Happening This Weekend: Relay For Life

Taken from https://www.instagram.com/p/BEd8fMCvdDl/?tagged=relayforlife Cancer never sleeps, and for one night, neither will this year’s Relay for Life participants.

This Saturday, April 23, the American Cancer Society’s annual Relay for Life fundraiser is taking place in the Carrier Dome to raise money for cancer research. The twelve hour, overnight event symbolizes the relentlessness of fighting cancer, according to Syracuse University/SUNY ESF Relay for Life chairs Tommy Mastin and Katt Miller.

“It’s supposed to simulate what it’s like to be with cancer because you’re never done fighting,” Mastin said.

The rules are simple: each team has to have a member walking or running on the track in the Dome at all times, from 5 p.m. to 5 a.m. Every group can personalize its strategy, deciding which members will walk or run and for how long.

Although it seems like a tough all-nighter to pull, Mastin and Miller say there are various activities to keep participants engaged the whole time, including performances by student dance and music groups, a jousting arena, opportunities to get your hair cut to donate, and lots of food.

This will be Mastin’s fourth year at SU’s Relay for Life, and he said the night in its entirety is a unique experience that can’t be put into words because of its powerful impact.

“You experience every single emotion humanly possible,” Mastin said. “You’re gonna have highs, you’re gonna have lows.
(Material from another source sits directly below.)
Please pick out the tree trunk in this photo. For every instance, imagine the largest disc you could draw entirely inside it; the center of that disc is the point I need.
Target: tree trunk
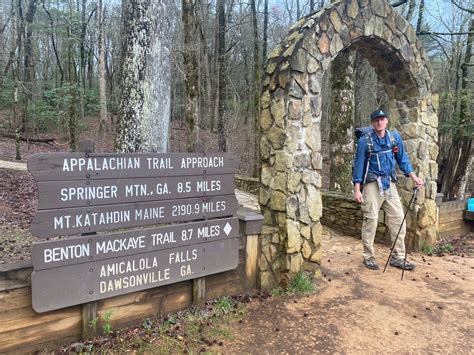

We have an hour long ceremony, which is called our Luminaria Ceremony, where we have people crying, we have people laughing, we have people remembering, we have people…[feeling] everything.”

These waves of emotion—going from an energetic session of Zumba to a solemn stretch of walking—are important according to Miller, who started volunteering for Relay for Life when she was nine years old and now does it for a friend battling ocular melanoma. She said the experience helps her celebrate survivors of cancer and empathize with those suffering.

"I still don’t even think I have an inkling of what [my friend] goes through everyday,” Miller said. “He’s got a wife, he’s got two kids, and still manages to wake up in the morning with a smile on his face and say ‘I’ll make it to tomorrow.’ And we’re college students, we kind of feel like every hour is a drag, and he’s just pumped for every hour.”

Mastin and Miller, who spent essentially the entire past year planning this weekend’s event, say they want as many people as possible to feel the camaraderie and experience of Relay for Life, whether they rally for twelve hours or just stop by to show support.

“You don’t have to know somebody or be personally affected by [cancer] to be there, and that’s what we try to promote,” Miller said. “It’s just a way for us all to come together as a campus, celebrate the life that people get to have from beating this disease, as well as look back on the people that we’ve lost and be there for each other.”

“Celebrate, remember, fight back” this weekend at Relay for Life. The participation fee is $15 before the event and $20 at the door.